The performances from the cast are good, but not great. Clancy Brown is as always, good value as the vindictive and violent guard, Captain Hadley. William Sadler is very amusing and energetic as Heywood, the unpredictable member of Red’s gang of inmates. And Morgan Freeman really nails the ‘Protagonist’s Best Friend’ corner of the market, following his turns in Driving Miss Daisy, Robin Hood: Prince Of Thieves and Unforgiven. Tim Robbins gives a career-defining performance as Andy, showing enough everyman and humility to draw our compassion but maintaining a detachment that suggests the majority of his life is being lived internally. However, I can’t help but wonder what may have been, were Tom Hanks not committed to Forrest Gump at this point and was in a position to accept Frank Darabont’s offer of the lead role in this film. That would have been quite something to see.
There are regular Stephen King tropes on view such as the hypocritical scripture-quoting villain (Warden Norton) and the bullying physical threat of the secondary villain (Captain Hadley) seen so many times before in King’s works. From IT (Henry Bowers), The Outsider (Jack Hoskins) to Christine (Buddy Repperton). There is also the question of the gang of inmates referred to as ‘The Sisters’, who are basically psychotic rapists. At one point Red tells Andy that they are not homosexuals but psychopaths. Ok fine, but the uncomfortable association is there and I was reminded of the recently viewed Hearts In Atlantis. Anthony Hopkins character shames the local bully (Harry Doolin) because he secretly wears his mother’s clothes and suggests this is why he bullies people. That scene also felt uncomfortable to watch and was by no means as old as Shawshank. I’m not accusing King of homophobia, but it is fair to say in the past he has relied on uncomfortable stereotypes such as this.

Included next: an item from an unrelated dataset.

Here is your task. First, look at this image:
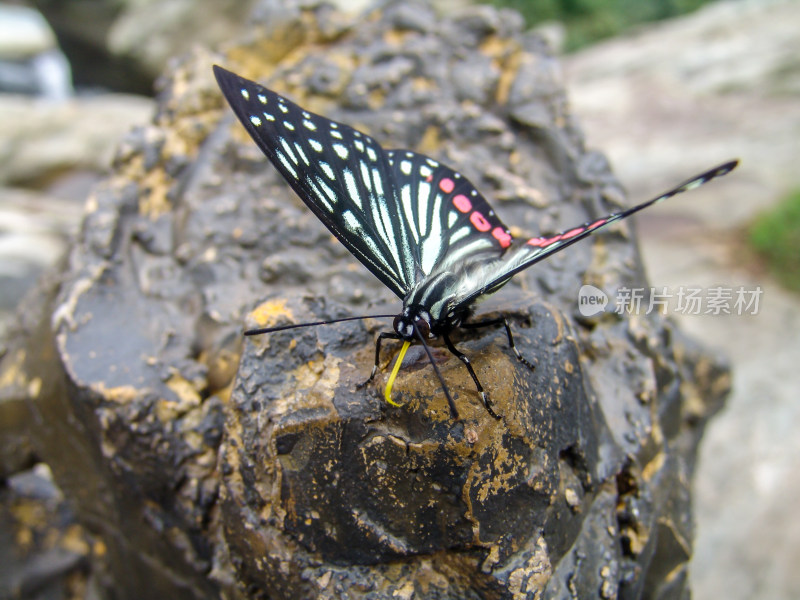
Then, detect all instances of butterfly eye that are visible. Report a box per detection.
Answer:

Watching The Shawshank Redemption was a strange and somewhat empty experience for me. In part, it had a great deal of the humanity and magic many of my friends have told me about at dinner parties or on Twitter. But at the same time, it was never going to live up to the hyperbole. It was a film I enjoyed, but now having seen it, I can’t see myself returning for repeated viewings. Having finally pulled the curtain back on this wizard, Shawshank has revealed itself as mortal and flawed. Not entirely what I hoped it would be.